Malpractice
Multiple legal malpractice issues and violations of medical standards of care arise in the course of providing care to patients. However, nurses are trained to be patients’ advocates in every clinical scenario even in cases involving malpractice. Nurse practitioners (NPs) are prepared to provide reasonable and competent care to patients in primary, specialty, and medical care settings. Providing competent care involves the major role of NPs in ensuring patients’ safety in the course of care. The case provided involving Yolanda Pinellas is an illustration of how medical practitioners violated standards of care for a cancer patient which resulted in malpractice. The nurses failed to protect the safety of the patient by monitoring the chemotherapy pump which is an illustration of substandard care that later caused harm to the patient.
The NPs are mandated to maintain standards of care stipulated in their scope of practice. In the provided case, the major violated standard of care is related to the element of negligence. Negligence is shown by the way the nurses handled the patient in different scenarios. The nurse who stopped the pump was negligent in fact that she did not take the initiative to explain to the patient what was happening. Patients have the right to be abreast of every procedure involving their care. The nurse on duty who was assigned to the patient did not take the initiative of acting promptly in case the pump alarms. This is a clear illustration that the nurse neglected the duty of monitoring and assessing the patient during treatment. If the nurse had accurate monitoring of the pump further harm on the patient could have been prevented. The fact that the nurse documented in the medical records that there was infiltration of the IV line when the patient was receiving mitomycin but did not push for further action is a clear sign of negligence. Documented events should have clearly outlined interventions. Relevant risk management steps could have been initiated after the event to prevent further harm to the patient.

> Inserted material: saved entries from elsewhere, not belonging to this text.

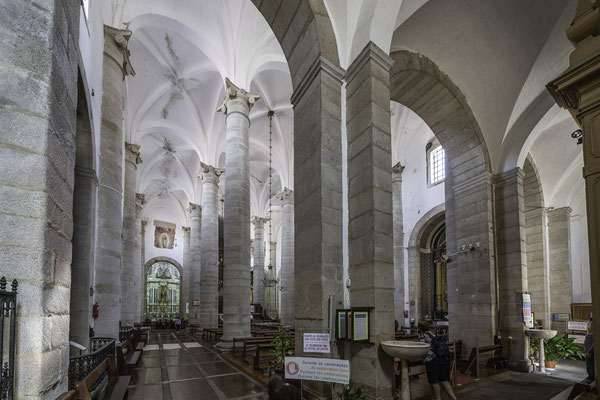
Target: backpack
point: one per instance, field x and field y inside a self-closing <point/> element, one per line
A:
<point x="439" y="346"/>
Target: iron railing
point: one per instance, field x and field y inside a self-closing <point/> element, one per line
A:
<point x="8" y="316"/>
<point x="81" y="366"/>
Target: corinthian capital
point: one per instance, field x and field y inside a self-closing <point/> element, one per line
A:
<point x="286" y="196"/>
<point x="208" y="173"/>
<point x="132" y="153"/>
<point x="121" y="39"/>
<point x="237" y="99"/>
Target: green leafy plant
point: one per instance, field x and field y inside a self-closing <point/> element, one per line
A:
<point x="284" y="346"/>
<point x="560" y="347"/>
<point x="351" y="393"/>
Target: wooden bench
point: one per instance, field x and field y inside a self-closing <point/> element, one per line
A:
<point x="127" y="357"/>
<point x="116" y="389"/>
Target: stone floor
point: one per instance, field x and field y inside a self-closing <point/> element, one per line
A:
<point x="174" y="366"/>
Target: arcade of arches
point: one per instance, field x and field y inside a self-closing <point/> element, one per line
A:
<point x="231" y="162"/>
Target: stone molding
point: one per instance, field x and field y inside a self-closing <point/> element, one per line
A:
<point x="237" y="100"/>
<point x="132" y="153"/>
<point x="195" y="210"/>
<point x="210" y="174"/>
<point x="286" y="196"/>
<point x="323" y="64"/>
<point x="121" y="39"/>
<point x="371" y="52"/>
<point x="140" y="199"/>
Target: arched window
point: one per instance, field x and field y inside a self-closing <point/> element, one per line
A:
<point x="436" y="163"/>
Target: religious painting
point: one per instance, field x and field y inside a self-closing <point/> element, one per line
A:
<point x="164" y="235"/>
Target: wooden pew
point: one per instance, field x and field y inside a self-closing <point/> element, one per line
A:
<point x="116" y="389"/>
<point x="127" y="357"/>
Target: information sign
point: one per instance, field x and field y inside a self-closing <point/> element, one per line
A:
<point x="316" y="343"/>
<point x="317" y="369"/>
<point x="341" y="324"/>
<point x="361" y="326"/>
<point x="527" y="316"/>
<point x="577" y="325"/>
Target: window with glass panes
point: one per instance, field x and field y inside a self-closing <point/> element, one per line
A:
<point x="437" y="167"/>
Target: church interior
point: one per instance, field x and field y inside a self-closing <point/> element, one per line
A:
<point x="270" y="199"/>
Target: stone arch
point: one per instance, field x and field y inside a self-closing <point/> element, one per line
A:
<point x="84" y="223"/>
<point x="536" y="222"/>
<point x="427" y="223"/>
<point x="417" y="83"/>
<point x="147" y="266"/>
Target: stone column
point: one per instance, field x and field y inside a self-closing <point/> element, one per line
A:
<point x="258" y="286"/>
<point x="370" y="238"/>
<point x="287" y="257"/>
<point x="559" y="245"/>
<point x="129" y="261"/>
<point x="236" y="214"/>
<point x="193" y="278"/>
<point x="209" y="245"/>
<point x="187" y="267"/>
<point x="110" y="192"/>
<point x="140" y="284"/>
<point x="512" y="266"/>
<point x="143" y="252"/>
<point x="537" y="263"/>
<point x="577" y="90"/>
<point x="82" y="267"/>
<point x="398" y="226"/>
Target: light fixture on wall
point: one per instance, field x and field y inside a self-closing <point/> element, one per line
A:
<point x="578" y="134"/>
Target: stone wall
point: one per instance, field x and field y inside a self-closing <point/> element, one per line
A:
<point x="38" y="76"/>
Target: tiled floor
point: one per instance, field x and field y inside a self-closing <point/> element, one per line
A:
<point x="173" y="366"/>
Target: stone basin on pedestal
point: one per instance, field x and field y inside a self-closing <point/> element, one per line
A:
<point x="405" y="351"/>
<point x="540" y="335"/>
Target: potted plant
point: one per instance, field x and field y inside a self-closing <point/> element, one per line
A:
<point x="559" y="348"/>
<point x="351" y="393"/>
<point x="284" y="345"/>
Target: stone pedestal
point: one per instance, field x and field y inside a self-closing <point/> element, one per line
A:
<point x="193" y="279"/>
<point x="130" y="259"/>
<point x="512" y="266"/>
<point x="209" y="245"/>
<point x="559" y="250"/>
<point x="187" y="267"/>
<point x="110" y="190"/>
<point x="140" y="282"/>
<point x="82" y="267"/>
<point x="287" y="257"/>
<point x="258" y="283"/>
<point x="371" y="244"/>
<point x="236" y="214"/>
<point x="398" y="227"/>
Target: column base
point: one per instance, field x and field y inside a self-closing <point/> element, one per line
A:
<point x="521" y="365"/>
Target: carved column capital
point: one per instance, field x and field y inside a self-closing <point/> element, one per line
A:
<point x="237" y="100"/>
<point x="208" y="173"/>
<point x="140" y="199"/>
<point x="195" y="210"/>
<point x="286" y="196"/>
<point x="259" y="223"/>
<point x="120" y="37"/>
<point x="132" y="153"/>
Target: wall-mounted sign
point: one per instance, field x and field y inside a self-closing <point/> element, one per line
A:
<point x="577" y="325"/>
<point x="527" y="316"/>
<point x="361" y="326"/>
<point x="317" y="369"/>
<point x="316" y="343"/>
<point x="561" y="317"/>
<point x="341" y="324"/>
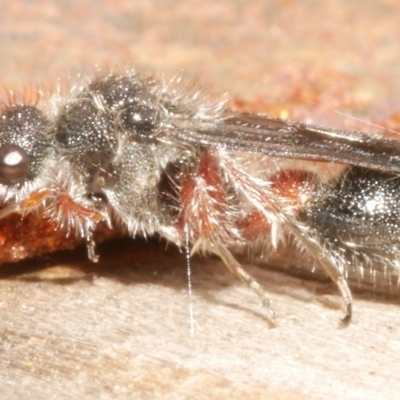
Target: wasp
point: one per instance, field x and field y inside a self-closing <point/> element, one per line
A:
<point x="155" y="156"/>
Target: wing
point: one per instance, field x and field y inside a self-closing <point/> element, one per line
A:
<point x="282" y="138"/>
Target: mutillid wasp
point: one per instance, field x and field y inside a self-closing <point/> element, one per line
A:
<point x="155" y="156"/>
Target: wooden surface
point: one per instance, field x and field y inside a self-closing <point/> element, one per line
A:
<point x="121" y="329"/>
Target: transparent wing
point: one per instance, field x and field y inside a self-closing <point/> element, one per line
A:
<point x="282" y="138"/>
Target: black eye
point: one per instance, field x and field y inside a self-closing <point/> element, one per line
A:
<point x="14" y="164"/>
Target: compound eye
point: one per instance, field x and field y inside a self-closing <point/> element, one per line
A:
<point x="14" y="164"/>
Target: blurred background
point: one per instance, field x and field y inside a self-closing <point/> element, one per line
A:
<point x="123" y="332"/>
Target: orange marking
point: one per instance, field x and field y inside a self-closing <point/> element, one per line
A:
<point x="253" y="225"/>
<point x="296" y="186"/>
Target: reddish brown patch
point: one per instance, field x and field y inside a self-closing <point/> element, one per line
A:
<point x="296" y="186"/>
<point x="199" y="204"/>
<point x="68" y="206"/>
<point x="254" y="225"/>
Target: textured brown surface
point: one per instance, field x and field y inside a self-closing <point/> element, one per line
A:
<point x="121" y="329"/>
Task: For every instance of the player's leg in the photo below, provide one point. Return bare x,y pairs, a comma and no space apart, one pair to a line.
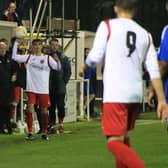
44,103
61,112
14,103
114,124
52,114
31,100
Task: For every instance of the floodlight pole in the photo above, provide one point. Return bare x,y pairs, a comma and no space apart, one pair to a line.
76,39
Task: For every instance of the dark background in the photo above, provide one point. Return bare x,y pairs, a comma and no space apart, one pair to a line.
152,14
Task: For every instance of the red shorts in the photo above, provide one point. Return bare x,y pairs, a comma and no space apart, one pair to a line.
42,100
16,92
118,118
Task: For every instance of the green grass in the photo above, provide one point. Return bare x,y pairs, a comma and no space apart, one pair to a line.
84,148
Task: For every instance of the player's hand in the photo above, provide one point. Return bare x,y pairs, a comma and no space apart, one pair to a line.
150,98
162,111
82,70
19,41
13,78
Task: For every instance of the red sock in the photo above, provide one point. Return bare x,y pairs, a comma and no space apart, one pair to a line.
44,123
60,120
12,111
119,164
29,121
127,141
52,122
125,154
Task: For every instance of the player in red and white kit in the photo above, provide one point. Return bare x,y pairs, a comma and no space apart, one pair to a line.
38,68
124,45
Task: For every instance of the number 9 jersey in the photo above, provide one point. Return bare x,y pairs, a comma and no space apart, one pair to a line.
125,46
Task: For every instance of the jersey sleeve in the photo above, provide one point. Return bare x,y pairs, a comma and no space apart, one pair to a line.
99,46
16,57
151,62
163,49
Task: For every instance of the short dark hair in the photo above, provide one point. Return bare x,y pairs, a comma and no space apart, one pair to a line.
36,41
128,5
53,40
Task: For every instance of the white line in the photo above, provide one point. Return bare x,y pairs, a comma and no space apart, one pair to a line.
147,122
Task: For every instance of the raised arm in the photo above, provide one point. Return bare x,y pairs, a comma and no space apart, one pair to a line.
54,63
17,57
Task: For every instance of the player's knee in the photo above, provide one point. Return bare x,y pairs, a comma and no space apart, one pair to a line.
114,138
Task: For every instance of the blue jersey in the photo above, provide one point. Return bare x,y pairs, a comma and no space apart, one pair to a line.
163,55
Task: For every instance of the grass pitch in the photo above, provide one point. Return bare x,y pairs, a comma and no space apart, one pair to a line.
85,147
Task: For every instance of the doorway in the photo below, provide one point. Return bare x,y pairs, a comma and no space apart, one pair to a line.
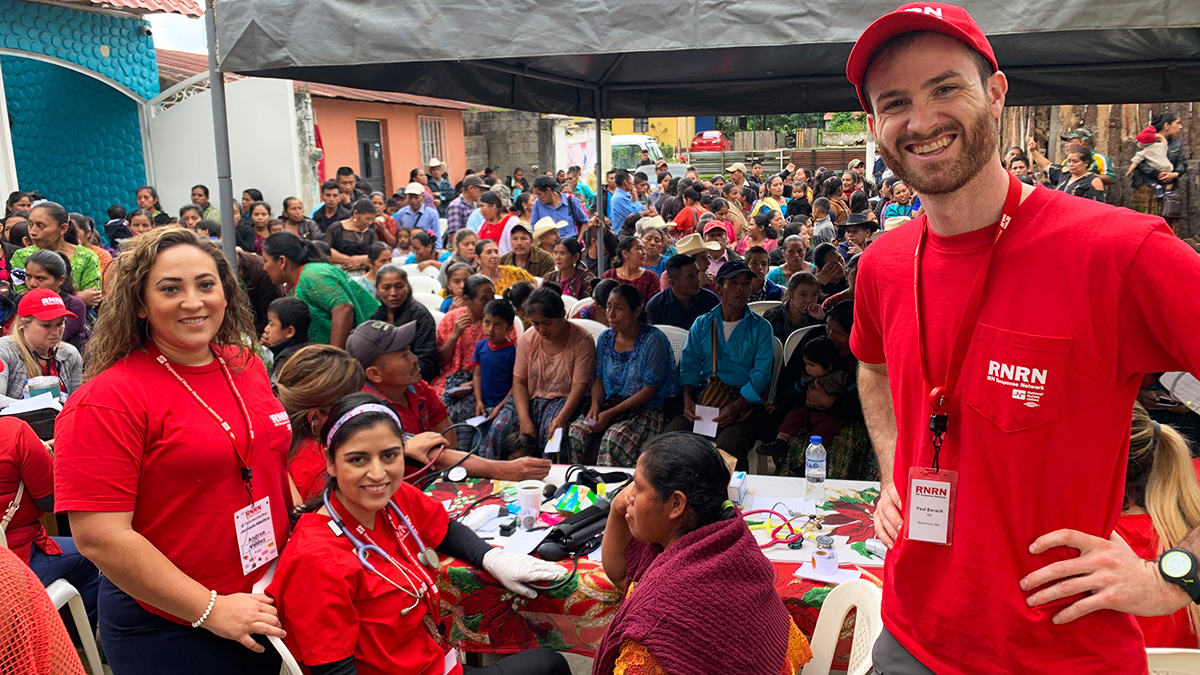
371,153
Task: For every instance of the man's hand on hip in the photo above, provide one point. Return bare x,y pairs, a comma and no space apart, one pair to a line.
1108,572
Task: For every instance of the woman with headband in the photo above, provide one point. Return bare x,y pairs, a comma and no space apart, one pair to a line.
358,585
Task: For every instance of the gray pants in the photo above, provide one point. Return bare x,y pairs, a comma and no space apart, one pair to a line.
891,658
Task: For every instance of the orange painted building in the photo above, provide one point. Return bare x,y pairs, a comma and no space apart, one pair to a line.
409,136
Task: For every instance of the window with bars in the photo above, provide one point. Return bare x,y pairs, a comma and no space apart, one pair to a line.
433,137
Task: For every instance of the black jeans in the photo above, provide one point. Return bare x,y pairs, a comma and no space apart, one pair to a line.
533,662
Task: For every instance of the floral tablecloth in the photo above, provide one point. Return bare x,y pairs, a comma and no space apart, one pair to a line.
486,617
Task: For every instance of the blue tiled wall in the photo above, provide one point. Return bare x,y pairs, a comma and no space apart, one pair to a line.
79,36
75,138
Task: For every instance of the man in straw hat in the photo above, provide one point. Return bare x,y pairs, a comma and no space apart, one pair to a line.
1002,429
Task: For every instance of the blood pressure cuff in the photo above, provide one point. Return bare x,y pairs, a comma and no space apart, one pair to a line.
463,543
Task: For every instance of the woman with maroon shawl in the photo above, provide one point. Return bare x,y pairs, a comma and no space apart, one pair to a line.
700,597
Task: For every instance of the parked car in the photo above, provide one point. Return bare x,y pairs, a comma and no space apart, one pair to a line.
711,141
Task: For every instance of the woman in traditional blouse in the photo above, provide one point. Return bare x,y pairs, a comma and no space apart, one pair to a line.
635,375
699,595
555,368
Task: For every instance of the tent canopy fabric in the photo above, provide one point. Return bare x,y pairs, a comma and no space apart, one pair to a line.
621,59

All the medical practitioners related to Yolanda’s case violated standards of care in the course of providing Yolanda with care. The evening nurse violated the standard of care by waiting until the pump started to beep before getting to the room. She should have been available to detect defaults in time. The physician also violated the standards of care by the fact that he/she was notified in time but nowhere in the case illustrates the action taken by the physician in relation to the notification. The nurse who notified the physician equally failed to act as a competent patient advocate. Nurses should advocate for patients by pushing for actions to ensure patients achieve excellence care. The nurse who provided care to the infusion site equally violated the standards of care by the fact that she did not bother to identify herself and explain to the patient her treatment process. The risk manager violated the standards of care as she had noted before that the hospital was understaffed. However, the manager did not take the necessary steps to ensure that more nurses are recruited to prevent current nurses from working double shifts. More cases of negligence and violation of standards of care occur in scenarios where nurses are understaffed and overworked. The risk manager did not bother to ensure that nurses have a standard flexible timetable to prevent cases of float nurses running some shifts which endangers patients’ safety.
There are various risk management steps that could be initiated in the case of Yolanda before the event to prevent the occurrence of adverse events. The initial step involves establishing the context of the risk. The RNs could have kept in mind that infusion of chemotherapy drugs is one of the contextually high-priority areas in nursing practice where risk management should be conducted. The RNs should have ensured that the pump is serviced and maintained before connecting the patient. The next step involves establishing the risk. The RNs could have assessed the possible risks related to infusing a patient with mitomycin. The most possible risk is dislodgment of the IV line and infiltration of the drug to the tissues. The nurses could then have analyzed the risks involved with the infusion. This could have improved their understanding of the identified risks and established possible existing control measures. Such measures could have included accurate monitoring of alarms or beeps from the pump.
The next step involves the evaluation of the risks. The RNs in the case could have prioritized the order of the possible risks and decided on the risks that require immediate medication and attention in case of occurrence. Evaluation of risks could have prompted actions to alleviate the effects of mitomycin infiltrating in the tissues. Evaluating the risk could have also promoted patients’ safety as nurses could be keener to reduce the severity of the infiltration. The final step involves mitigating the risk. This step concurs with the NP's role in treating illness. Here, the RNs could have proposed in the case of how plagiarism checker works actions related to potential risks and the timeframe for implementation. Such a plan could have pushed the RNs who notified the doctor to push for action on the patient.
There are multiple risk management steps that could have equally been taken after the event to prevent further adverse events on the patient. The first step involves assessing the extent of the event. The RNs together with the other medical practitioners could have assessed to magnitude of infiltration that Yolanda experienced. This could have prevented delay in the provision of promotive care which in the case was initiated two weeks later after the patient had developed necrosis. The next step could have involved assessing the treatment options. This step enables the NPs to select the best course of action from a set of solutions. The best solution that can cause no further harm to the patient could be initiated. A critical analysis of the selection of the plan of action could have been conducted before the implementation. Another step involves close monitoring and follow-up after the event to prevent complications. This step is essential as intervention could have been initiated early enough before the patients’ hand necrotized. The final step would involve the implementation of the best-chosen action in the most competent way. Being competent when implementing the plan prevents further harm or complications to the patient.